Bob Mulrooney, Extension Plant Pathologist; firstname.lastname@example.org
Downy mildew on lima beans was identified this week on the variety ‘Cypress’ near Harbeson in Sussex County. This is pretty early, but the increased rainfall and cooler than normal temperatures in this area were favorable for infection. Not all lima bean growing areas have had the same amount of rainfall, but growers and crop consultants need to be scouting for downy mildew. Last season downy mildew appeared very late and infected only a few fields. Race F of Phythophthora phaseoli was the only race identified in 2006 and 2008. Preventative applications of 2 lbs fixed copper, 2 lbs. Ridomil Gold/Copper, or 3-4 pts Phostrol have provided control of downy mildew in the past. The newest formulation of fixed copper from DuPont is Kocide 3000 and it performs as well as the other formulations of copper at the rate of 1.3 lbs/A. The best controls continue to be Ridomil/Gold Copper or Phostrol, especially when disease pressure is high. Application at flowering or when pods are first forming is recommended if weather is favorable for disease. If disease is present Ridomil/Gold Copper and Phostrol have shown to provide some curative activity if applied when downy mildew is first seen. Ridomil Gold/Copper has a national label now, so no 24c label is needed. Phostrol has a 24c label which needs to be on hand: http://www.rec.udel.edu/update09/Phostrol24c.pdf. Headline from BASF is also labeled for downy mildew now. I have tested it and it has provided good control of downy when applied on a 10-day schedule at 6.0 fl oz/A. It does control the disease as well as Ridomil Gold/Copper or Phostrol preventatively, but the yields have been comparable. It is also labeled for anthracnose which the other products do not control. If soybean rust had become a problem in other legumes it would have been another fungicide in the toolbox for lima beans, since it is also labeled for soybean rust on limas.

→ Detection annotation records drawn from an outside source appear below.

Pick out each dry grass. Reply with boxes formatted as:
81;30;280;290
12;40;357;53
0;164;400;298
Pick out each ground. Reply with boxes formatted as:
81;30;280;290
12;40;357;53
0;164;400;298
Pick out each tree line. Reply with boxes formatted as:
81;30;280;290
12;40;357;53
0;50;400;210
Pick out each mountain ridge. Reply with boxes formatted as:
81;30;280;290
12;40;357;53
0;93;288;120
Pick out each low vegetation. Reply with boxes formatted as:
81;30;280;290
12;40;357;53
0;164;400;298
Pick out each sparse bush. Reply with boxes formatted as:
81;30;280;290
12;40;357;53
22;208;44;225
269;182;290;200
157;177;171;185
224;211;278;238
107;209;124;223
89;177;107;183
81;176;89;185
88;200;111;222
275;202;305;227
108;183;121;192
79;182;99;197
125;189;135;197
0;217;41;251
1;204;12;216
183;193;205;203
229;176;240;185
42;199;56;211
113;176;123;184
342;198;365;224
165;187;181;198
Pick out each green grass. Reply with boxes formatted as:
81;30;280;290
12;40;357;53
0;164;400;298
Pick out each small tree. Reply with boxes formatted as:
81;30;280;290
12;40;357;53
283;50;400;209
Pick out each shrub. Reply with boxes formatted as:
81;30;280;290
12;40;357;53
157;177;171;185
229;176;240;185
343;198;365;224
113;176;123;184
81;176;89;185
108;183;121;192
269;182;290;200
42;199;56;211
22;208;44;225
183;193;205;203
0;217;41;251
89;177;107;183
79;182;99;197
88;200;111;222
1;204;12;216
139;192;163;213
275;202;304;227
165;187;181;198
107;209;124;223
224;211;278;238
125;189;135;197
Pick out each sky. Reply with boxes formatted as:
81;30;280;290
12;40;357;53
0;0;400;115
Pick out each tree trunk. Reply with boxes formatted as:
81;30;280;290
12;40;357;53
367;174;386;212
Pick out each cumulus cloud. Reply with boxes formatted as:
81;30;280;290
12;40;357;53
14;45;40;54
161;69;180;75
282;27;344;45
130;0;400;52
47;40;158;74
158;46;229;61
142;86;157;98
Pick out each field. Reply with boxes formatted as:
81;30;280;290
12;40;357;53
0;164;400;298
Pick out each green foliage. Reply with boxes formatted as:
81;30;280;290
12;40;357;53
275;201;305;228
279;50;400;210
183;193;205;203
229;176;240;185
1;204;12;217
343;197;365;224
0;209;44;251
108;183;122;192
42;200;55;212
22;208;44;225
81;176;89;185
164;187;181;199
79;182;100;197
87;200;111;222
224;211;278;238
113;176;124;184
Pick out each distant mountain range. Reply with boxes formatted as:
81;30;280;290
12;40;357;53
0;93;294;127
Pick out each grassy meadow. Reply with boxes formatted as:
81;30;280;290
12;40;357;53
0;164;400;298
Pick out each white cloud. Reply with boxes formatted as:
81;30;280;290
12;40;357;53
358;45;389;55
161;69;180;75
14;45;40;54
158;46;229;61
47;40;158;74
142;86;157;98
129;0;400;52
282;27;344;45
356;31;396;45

Fungicide Rates and Intervals for Control of Downy Mildew of Baby Lima Beans
|High Disease2||Low Disease3||High Disease2||Low Disease3|
|Ridomil Gold/ Copper||2 lb 2X7 to 14-day interval||2 lb 1X||2 lb 2X7 to 14-day interval||2 lb 1 to 2X10 to 14-day interval|
|PhostrolFungi-Phite||3-4 pt 1 to 2X7 to 14-day interval||2-4 pt 1 to 2X7 to 14-day interval||3-4 pt 2X7-day interval||4 pt 1X or2-4 pt 2X7 to 14-day interval|
|Fixed Copper4||2 lb 4X7-day interval(may not control)||2 lb 2 to 3X7 to 10-day interval||
1Curative – when disease first seen, very low incidence, less than 1% of pods and/or racemes infected
2High Disease – conditions very favorable for infection and spread, i.e. ample rainfall, dews, fog and cool temperatures
3Low Disease – conditions less favorable for disease, i.e. low humidity and rainfall and/or temperatures too high (high 80s and above)
4Copper fungicides include Champ DF, Kocide 3000, Cuprofix Disperss and other labeled coppers.
Downy mildew caused by Phytophthora phaseoli
Downy mildew on raceme and petiole
Phytophthora capsici on lima bean pod
Phytophthora capsici will infect lima bean pods as well and can look very similar to downy mildew. P. capsici or lima bean pod rot is usually found in wet low spots in the field. The fungus growth looks more granulated or “pebbly” than downy mildew, microscopic confirmation is encouraged.